The Padres have a deal in place to acquire outfielder Tommy Pham and infield prospect Jake Cronenworth from the Rays in exchange for outfielder Hunter Renfroe and minor-league shortstop Xavier Edwards. The Athletic’s Ken Rosenthal was the first to report that a deal was close, while the San Diego Union-Tribune’s Kevin Acee, USA TODAY’s Bob Nightengale, and The Athletic’s Dennis Lin added details:
The #Rays are in serious discussions with the #Padres on a trade that would send outfielder Tommy Pham and a prospect to San Diego for outfielder Hunter Renfroe and Class A shortstop Xavier Edwards, sources tell The Athletic.— Ken Rosenthal (@Ken_Rosenthal) December 6, 2019
Padres to acquire Tommy Pham, send Renfroe to Tampa Bay in swap of outfielders https://t.co/PGnqQouHa9— Kevin Acee (@sdutKevinAcee) December 6, 2019
The Rays minor-leaguer in the agreed-upon Tommy Pham trade is middle infielder Jake Cronenworth, sources tell The Athletic. Cronenworth, 25, hit .334/.429/.520 last season at Triple A. He also pitched a little. Interesting two-way prospect.— Dennis Lin (@dennistlin) December 6, 2019
While you could probably make a decent argument that Renfroe is the most valuable player in this trade, San Diego clearly has a burning desire to seriously compete for the NL West title in 2020 and is opting to sacrifice Renfroe’s slightly higher upside in order to add Pham, a veteran with a more impressive track record. Pham had his second straight near-4.0 WAR season in 2019 after an arguably-MVP-caliber 2017 campaign with the Cardinals. He posted a .273/.369/.450 slash line with 21 homers, 25 steals, and one defensive run saved in left field. With that said, there are reasons to be concerned about Pham’s outlook, even in the near future. Despite the fact that he’s only been a big-league regular for a few seasons, he’ll be 32 years old next spring. He’s historically been rather injury-prone — that’s a large part of the reason he didn’t have his breakout season until he was 29 — and though he avoided the injured list in 2019, he dealt with hand, elbow, and leg injuries and started 21 games at DH. Pham also deals with keratoconus, a degenerative eye condition that makes his plate vision (and more importantly his sight in general) an ongoing concern. And while Pham has shown himself to be an extremely caring, charitable individual, it’s easy to see why he might not exactly be beloved by Rays fans, considering his statement last offseason that the Rays have “really no fan base at all” and should think about relocating — an opinion he later doubled down on.

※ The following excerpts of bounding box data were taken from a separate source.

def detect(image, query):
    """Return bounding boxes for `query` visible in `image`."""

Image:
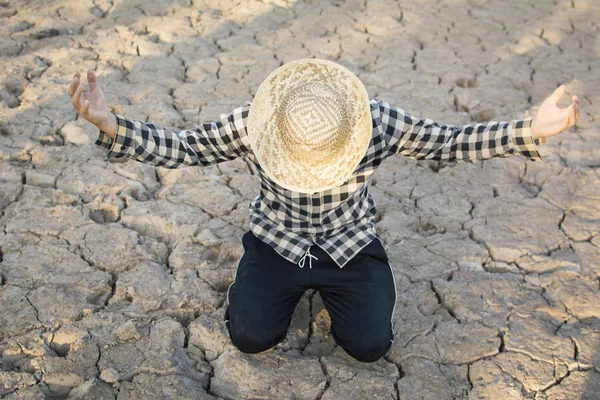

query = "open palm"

[531,85,579,139]
[69,70,111,134]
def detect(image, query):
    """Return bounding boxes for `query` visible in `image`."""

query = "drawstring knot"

[298,247,318,268]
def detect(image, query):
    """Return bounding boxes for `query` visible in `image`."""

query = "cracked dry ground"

[0,0,600,400]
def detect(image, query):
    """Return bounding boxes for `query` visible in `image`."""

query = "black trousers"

[225,231,396,362]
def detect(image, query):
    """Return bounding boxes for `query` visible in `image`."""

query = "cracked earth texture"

[0,0,600,400]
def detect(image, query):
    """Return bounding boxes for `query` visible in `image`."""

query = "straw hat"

[247,58,372,193]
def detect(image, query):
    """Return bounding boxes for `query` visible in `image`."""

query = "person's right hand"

[69,70,117,138]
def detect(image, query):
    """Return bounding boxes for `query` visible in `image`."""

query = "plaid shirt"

[95,98,545,267]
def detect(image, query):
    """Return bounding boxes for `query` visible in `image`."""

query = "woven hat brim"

[248,59,372,193]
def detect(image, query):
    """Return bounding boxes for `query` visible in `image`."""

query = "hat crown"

[277,82,351,161]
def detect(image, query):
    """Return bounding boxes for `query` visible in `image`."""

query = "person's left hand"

[531,85,579,139]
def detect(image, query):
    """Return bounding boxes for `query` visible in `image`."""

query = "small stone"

[115,321,141,341]
[100,368,119,383]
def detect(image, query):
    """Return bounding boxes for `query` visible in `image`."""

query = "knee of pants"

[342,337,392,362]
[227,321,285,354]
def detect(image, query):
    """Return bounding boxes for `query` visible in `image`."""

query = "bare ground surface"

[0,0,600,400]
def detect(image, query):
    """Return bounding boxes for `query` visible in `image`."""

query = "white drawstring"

[298,247,318,268]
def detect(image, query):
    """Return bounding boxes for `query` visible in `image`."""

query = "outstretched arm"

[69,71,250,168]
[379,86,579,162]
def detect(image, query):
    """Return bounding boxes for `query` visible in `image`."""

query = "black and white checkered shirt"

[95,98,545,267]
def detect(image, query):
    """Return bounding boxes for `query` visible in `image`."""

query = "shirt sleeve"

[378,100,546,162]
[95,102,251,168]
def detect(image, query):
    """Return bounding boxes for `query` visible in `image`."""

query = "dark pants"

[225,231,396,362]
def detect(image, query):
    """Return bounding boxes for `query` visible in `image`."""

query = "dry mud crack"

[0,0,600,400]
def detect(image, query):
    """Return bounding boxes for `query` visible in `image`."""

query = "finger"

[561,104,576,130]
[88,69,98,90]
[73,85,83,111]
[69,77,79,97]
[548,85,567,104]
[81,100,90,114]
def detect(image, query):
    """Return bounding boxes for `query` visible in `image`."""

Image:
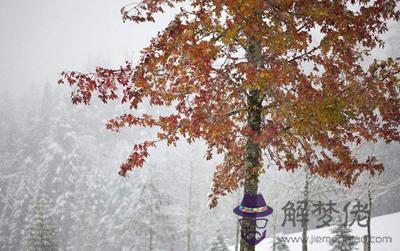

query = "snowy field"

[231,213,400,251]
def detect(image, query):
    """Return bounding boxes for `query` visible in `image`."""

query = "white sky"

[0,0,399,99]
[0,0,171,98]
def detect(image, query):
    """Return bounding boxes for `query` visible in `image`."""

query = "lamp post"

[233,194,273,246]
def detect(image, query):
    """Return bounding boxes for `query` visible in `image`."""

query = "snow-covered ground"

[232,212,400,251]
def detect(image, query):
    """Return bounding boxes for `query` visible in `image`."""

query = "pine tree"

[26,195,58,251]
[209,234,229,251]
[330,218,357,251]
[273,237,289,251]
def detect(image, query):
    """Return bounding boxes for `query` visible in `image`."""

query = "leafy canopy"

[59,0,400,206]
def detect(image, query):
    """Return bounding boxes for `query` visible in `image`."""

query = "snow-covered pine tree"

[272,236,289,251]
[330,217,357,251]
[25,195,58,251]
[208,234,229,251]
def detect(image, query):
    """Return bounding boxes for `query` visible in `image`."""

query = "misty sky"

[0,0,171,98]
[0,0,399,99]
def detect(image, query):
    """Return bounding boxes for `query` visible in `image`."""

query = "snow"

[230,212,400,251]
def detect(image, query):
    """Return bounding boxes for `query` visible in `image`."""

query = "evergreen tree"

[272,237,289,251]
[209,234,229,251]
[26,195,58,251]
[330,218,357,251]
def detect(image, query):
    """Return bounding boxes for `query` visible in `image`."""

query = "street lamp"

[233,193,273,246]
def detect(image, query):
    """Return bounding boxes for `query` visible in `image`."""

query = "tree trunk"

[240,35,262,251]
[367,187,372,251]
[235,190,240,251]
[149,168,154,251]
[301,170,310,251]
[186,163,193,251]
[272,217,276,251]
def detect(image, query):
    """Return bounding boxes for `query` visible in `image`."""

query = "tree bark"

[186,163,193,251]
[367,187,372,251]
[240,35,262,251]
[235,190,240,251]
[301,170,310,251]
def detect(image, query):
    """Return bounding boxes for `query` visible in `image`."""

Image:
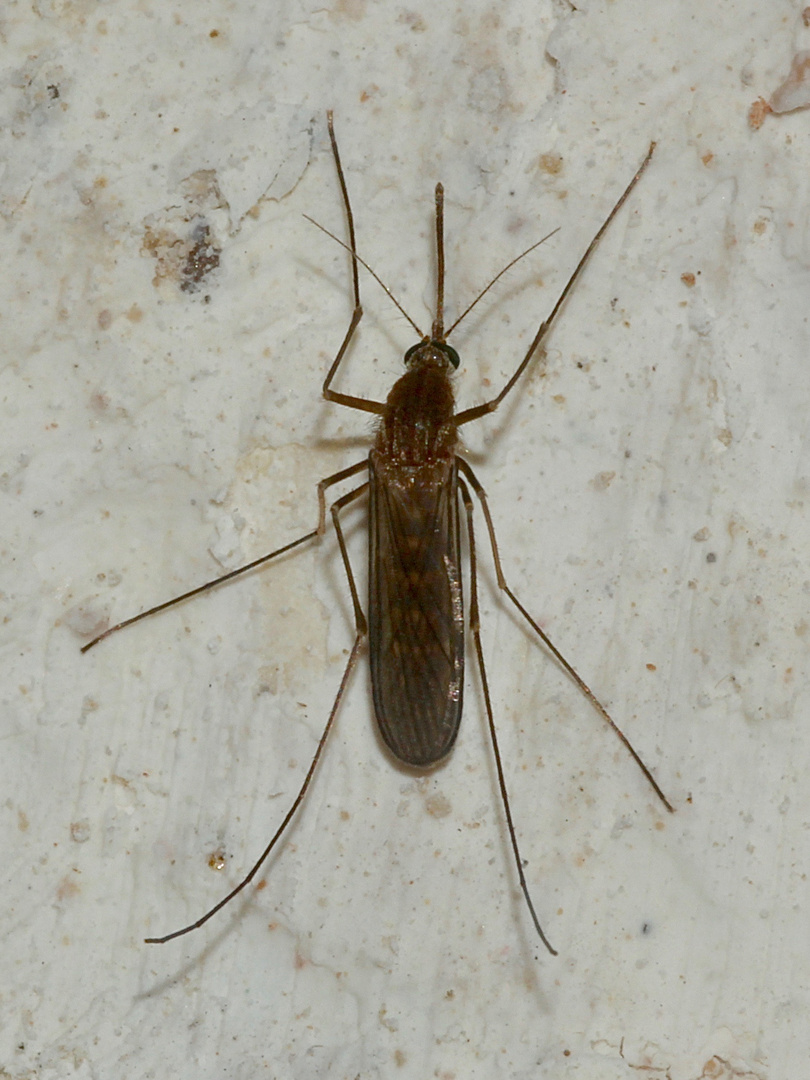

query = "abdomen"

[368,451,464,767]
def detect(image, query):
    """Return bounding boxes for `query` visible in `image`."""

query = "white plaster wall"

[0,0,810,1080]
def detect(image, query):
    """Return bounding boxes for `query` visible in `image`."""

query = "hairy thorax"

[375,363,458,468]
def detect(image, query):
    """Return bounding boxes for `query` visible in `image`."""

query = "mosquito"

[82,112,673,956]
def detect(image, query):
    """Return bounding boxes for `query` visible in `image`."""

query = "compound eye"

[436,341,461,368]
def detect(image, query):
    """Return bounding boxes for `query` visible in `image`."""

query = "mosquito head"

[404,337,461,370]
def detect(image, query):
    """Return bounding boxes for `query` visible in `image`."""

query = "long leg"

[81,458,368,652]
[323,110,386,416]
[459,481,557,956]
[144,483,368,945]
[456,458,675,813]
[454,143,656,427]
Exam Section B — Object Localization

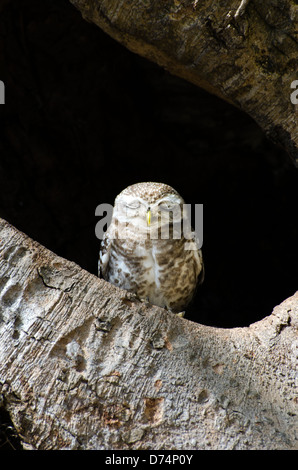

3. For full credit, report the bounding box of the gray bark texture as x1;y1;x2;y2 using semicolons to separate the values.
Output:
0;220;298;450
70;0;298;165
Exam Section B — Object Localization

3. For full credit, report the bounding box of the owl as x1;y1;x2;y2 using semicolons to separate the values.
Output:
99;182;204;313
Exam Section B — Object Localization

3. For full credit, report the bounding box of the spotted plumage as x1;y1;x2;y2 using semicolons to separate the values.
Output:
99;183;204;313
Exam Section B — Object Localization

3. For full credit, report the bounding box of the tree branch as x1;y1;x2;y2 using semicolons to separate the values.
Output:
70;0;298;164
0;220;298;450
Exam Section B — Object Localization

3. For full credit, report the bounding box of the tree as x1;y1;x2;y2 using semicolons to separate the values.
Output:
0;220;298;450
70;0;298;164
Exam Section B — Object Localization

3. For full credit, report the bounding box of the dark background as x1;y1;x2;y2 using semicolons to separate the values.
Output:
0;0;298;338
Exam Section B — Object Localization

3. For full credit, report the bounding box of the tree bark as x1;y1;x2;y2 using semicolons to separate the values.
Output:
0;220;298;450
70;0;298;165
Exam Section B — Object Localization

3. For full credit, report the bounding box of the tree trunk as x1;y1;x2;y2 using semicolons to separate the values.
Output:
70;0;298;165
0;220;298;450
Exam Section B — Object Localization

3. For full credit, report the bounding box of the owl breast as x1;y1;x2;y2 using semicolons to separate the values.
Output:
104;235;202;312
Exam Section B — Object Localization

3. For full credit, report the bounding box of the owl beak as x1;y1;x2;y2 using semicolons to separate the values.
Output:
146;208;151;227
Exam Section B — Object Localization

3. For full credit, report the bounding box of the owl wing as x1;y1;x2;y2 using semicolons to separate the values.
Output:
98;231;112;279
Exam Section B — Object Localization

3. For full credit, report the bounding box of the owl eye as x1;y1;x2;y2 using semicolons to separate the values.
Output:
125;201;140;209
158;202;177;212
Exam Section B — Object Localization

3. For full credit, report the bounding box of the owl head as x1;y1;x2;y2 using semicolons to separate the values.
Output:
113;182;189;238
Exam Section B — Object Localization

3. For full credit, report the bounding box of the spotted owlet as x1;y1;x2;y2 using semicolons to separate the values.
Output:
99;183;204;313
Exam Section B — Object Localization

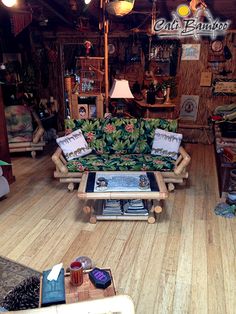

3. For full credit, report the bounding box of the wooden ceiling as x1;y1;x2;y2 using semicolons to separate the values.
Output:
0;0;236;30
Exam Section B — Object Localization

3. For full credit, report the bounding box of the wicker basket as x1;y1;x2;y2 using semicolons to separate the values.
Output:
106;0;134;16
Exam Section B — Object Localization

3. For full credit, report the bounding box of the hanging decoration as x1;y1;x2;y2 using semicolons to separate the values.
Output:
106;0;135;16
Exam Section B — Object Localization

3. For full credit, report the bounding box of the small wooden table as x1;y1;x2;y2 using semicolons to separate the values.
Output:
78;171;168;223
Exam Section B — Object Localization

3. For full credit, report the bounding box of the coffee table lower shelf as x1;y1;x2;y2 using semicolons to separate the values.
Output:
83;200;162;224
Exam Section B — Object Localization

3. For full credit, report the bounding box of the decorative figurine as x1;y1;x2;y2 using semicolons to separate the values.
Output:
89;268;111;289
96;177;108;191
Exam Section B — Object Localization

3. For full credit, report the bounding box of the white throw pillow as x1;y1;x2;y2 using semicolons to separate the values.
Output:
56;129;92;160
151;129;183;160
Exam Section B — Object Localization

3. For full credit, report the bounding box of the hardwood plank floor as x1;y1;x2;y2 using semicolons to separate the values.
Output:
0;144;233;314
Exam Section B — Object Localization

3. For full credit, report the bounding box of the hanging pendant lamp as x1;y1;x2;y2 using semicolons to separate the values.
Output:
106;0;135;16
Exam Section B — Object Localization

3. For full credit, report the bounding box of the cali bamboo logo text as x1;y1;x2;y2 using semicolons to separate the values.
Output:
153;4;230;40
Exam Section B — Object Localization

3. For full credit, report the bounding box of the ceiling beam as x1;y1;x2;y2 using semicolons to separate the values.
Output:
35;0;73;27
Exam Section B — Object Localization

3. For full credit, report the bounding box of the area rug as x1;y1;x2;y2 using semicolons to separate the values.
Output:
0;256;40;310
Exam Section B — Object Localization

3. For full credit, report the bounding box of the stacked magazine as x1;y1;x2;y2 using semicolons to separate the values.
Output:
123;200;148;216
103;200;122;215
103;199;148;216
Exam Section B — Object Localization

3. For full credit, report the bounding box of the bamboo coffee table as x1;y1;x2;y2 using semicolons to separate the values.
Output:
78;171;168;224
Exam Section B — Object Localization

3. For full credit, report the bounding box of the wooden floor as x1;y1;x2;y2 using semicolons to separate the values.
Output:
0;144;236;314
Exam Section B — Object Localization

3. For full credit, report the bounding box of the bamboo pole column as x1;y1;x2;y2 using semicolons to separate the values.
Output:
103;0;109;113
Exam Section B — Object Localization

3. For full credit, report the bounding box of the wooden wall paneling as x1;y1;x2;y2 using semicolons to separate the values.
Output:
177;34;236;142
0;85;15;183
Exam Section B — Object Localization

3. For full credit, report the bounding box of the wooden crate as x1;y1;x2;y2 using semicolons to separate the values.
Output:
76;57;104;94
40;269;116;306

Renfroe, who turns 27 in January, has four years of control remaining compared to Pham’s two and is projected to be about $5 million cheaper this coming season according to MLB Trade Rumors’ arbitration projections. Beyond the fact that he’s less expensive — which seems to be the Rays’ chief concern in these high-profile cost-cutting moves that they make just about every offseason — Renfroe isn’t a dramatically lesser player than Pham, having posted a .778 OPS with 33 homers in 2019. He’s different than Pham in a few ways: His contact and on-base skills and speed are lesser than Pham’s, as he hit .216 with a .289 OBP in 2019. But he’s a better power hitter and fielder, having posted seven defensive runs in left field (tied for fourth-best in the majors) over 478.1 innings and 13 DRS (also good for fourth in the big leagues) over 504.2 innings in right.
Edwards, 20, was ranked as the No. 72 prospect in all of baseball by MLB Pipeline, as well as the fifth-best prospect in the Padres’ system. He was the 38th overall pick in the 2018 draft and hit .322/.375/.396 with one homer and 34 steals over 123 games split between Low-A Fort Wayne and High-A Lake Elsinore. He’ll slide in as the No. 6 prospect in the Rays’ system and become their seventh prospect ranked within MLB Pipeline’s top 100.
The 25-year-old Cronenworth, who was ranked as the No. 17 prospect in a stellar Rays farm system, is a left-handed hitter but a right-handed pitcher (he generally worked as an opener at Triple-A Durham in 2019). Cronenworth hit .334/.429/.520 with 10 homers over 406 plate appearances for the Bulls, seeing action at second base, shortstop,, and third base in addition to his work on the mound. Over seven pitching appearances (six starts), all of which came from May to July, Cronenworth posted a 2.45 ERA and a 1.64 WHIP with nine strikeouts and eight walks.